Thursday, July 26, 2012

Canned and Frozen

This is our second summer participating in a CSA (community sustained agriculture). We get a large selection of vegetables each week; salad and leafy greens, root vegetables, herbs, tomatoes, green beans, broccoli, cauliflower, and the list goes on. We don't get all of these things every week, but we haul home about a bushel basket full of goodies each Monday.

Last year I worked hard to use up all the vegetables each week, pushing two and sometimes three veggies on my family at each meal. Sometimes I didn't get enough of something to make a complete dish (for example, when we get green beans we get 1/2 pound, but that's not enough for our family.
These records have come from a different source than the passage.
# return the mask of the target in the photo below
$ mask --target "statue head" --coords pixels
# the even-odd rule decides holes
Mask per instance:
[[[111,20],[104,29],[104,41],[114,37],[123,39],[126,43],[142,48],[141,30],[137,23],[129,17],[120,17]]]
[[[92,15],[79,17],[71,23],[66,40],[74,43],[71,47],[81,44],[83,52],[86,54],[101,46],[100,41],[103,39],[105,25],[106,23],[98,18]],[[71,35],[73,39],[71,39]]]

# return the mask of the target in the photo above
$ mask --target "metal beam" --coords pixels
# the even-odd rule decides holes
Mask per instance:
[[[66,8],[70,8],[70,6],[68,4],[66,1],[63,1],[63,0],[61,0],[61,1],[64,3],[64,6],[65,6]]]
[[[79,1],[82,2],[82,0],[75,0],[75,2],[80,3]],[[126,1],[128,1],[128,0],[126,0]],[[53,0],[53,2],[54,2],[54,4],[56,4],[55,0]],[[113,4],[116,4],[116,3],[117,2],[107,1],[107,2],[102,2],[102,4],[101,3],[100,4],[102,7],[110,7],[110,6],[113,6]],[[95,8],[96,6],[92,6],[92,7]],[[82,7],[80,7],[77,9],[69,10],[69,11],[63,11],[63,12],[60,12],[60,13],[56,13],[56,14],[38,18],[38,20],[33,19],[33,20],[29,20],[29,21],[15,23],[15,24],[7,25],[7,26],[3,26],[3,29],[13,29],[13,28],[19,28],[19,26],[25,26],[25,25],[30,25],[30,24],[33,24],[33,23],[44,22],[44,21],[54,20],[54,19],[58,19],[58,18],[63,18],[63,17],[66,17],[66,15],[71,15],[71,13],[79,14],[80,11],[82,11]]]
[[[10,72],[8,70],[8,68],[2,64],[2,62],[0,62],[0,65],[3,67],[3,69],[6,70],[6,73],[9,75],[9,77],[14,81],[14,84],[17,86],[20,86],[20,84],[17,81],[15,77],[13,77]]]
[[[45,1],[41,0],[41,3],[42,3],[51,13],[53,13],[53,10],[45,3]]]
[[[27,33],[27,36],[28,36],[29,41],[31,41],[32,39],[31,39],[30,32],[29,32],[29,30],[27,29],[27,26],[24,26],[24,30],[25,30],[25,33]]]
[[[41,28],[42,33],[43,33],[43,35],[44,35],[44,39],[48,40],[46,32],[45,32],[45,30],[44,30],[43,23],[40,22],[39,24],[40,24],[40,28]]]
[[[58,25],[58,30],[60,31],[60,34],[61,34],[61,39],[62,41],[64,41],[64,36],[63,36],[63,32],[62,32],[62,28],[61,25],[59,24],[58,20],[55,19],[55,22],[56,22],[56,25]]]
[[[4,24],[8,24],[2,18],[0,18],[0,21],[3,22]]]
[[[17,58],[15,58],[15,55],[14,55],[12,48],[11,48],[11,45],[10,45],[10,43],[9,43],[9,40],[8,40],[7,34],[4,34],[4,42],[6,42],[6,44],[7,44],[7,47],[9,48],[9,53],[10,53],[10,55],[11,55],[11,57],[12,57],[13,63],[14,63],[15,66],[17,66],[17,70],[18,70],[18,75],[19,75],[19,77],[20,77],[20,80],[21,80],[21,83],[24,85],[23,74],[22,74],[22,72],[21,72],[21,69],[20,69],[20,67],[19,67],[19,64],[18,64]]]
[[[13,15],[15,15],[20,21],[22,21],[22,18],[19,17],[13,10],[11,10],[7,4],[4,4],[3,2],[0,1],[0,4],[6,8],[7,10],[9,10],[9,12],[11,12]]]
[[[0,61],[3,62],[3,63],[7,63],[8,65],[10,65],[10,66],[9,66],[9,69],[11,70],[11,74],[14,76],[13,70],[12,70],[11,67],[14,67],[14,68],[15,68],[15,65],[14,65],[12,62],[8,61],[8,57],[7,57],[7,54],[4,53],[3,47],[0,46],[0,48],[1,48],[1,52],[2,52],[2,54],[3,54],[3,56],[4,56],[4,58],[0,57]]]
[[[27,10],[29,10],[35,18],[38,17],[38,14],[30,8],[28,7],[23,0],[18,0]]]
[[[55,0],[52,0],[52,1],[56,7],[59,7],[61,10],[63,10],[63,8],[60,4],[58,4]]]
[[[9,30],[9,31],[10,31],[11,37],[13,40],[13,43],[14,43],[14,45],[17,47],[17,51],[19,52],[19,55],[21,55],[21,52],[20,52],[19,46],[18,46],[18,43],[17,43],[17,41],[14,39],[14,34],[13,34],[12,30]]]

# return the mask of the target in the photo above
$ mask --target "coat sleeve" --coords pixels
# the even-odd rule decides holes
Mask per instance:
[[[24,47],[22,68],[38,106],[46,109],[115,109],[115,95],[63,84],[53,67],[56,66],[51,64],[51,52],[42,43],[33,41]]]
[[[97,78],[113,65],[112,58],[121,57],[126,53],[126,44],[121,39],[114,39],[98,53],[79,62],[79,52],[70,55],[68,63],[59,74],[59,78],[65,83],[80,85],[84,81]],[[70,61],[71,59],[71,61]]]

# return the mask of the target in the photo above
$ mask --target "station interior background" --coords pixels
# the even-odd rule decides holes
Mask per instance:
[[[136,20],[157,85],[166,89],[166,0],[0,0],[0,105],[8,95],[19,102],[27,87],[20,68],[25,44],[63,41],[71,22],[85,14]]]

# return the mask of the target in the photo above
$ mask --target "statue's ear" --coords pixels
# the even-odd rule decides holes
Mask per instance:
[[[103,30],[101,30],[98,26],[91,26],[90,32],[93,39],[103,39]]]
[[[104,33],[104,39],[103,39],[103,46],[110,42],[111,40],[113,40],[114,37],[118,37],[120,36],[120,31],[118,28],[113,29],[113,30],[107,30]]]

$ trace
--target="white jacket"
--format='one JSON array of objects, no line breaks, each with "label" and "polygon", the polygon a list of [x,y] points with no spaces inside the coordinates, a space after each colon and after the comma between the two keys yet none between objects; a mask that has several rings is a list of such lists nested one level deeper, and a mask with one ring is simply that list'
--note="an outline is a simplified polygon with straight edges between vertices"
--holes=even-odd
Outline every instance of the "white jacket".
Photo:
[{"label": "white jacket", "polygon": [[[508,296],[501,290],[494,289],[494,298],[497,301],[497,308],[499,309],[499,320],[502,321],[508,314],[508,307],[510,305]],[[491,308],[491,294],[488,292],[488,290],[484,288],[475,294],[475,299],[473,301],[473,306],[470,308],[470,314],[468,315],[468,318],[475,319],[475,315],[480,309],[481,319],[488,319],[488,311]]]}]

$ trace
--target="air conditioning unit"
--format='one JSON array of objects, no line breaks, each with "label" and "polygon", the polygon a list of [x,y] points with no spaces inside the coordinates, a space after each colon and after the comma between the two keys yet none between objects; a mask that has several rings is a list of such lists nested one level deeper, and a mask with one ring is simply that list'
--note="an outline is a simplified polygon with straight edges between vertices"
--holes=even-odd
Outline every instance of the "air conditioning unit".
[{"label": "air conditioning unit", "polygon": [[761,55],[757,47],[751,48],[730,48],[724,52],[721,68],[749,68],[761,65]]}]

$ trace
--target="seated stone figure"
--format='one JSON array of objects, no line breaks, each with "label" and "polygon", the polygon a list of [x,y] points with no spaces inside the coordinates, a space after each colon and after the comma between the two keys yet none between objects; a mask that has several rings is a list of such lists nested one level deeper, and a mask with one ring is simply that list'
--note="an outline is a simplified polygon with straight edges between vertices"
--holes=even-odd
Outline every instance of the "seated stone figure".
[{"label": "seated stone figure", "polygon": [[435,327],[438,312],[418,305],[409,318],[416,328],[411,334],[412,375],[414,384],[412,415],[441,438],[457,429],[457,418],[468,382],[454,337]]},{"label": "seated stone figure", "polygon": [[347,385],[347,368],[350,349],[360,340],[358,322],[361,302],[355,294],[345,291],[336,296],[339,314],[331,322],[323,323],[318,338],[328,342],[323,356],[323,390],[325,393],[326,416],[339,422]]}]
So I would buy more at the grocery store to fill the gap). To add insult to injury, I have a small garden in the back yard where I grow tomatoes, herbs, and whatever else strikes my fancy at spring planting time. By the end of last summer we just couldn't look at another vegetable.

Then I got smart, but too late in the season to be of any benefit.

This year, I am putting up the vegetables that can be easily frozen (like green beans and peas) or canned (like beets), using some for baking (like zucchini), and serving the rest (like leafy greens, carrots, and cucumbers.

It's pretty fun to be preparing foods that we'll be able to enjoy when snow has blanketed our little patch of earth and gardens have gone to sleep for the winter.

And I do mean ENJOY, for we have rediscovered the pleasures of flavorful produce. Conditioned by years of eating mass produced vegetables, we have grown accustomed to food with mild or washed out flavor.

And another benefit to storing vegetables for the winter is that we no longer dread my weekly runs to the farm to pick up more vegetables.

Maybe it's time to go blueberry picking and start planning for apple season.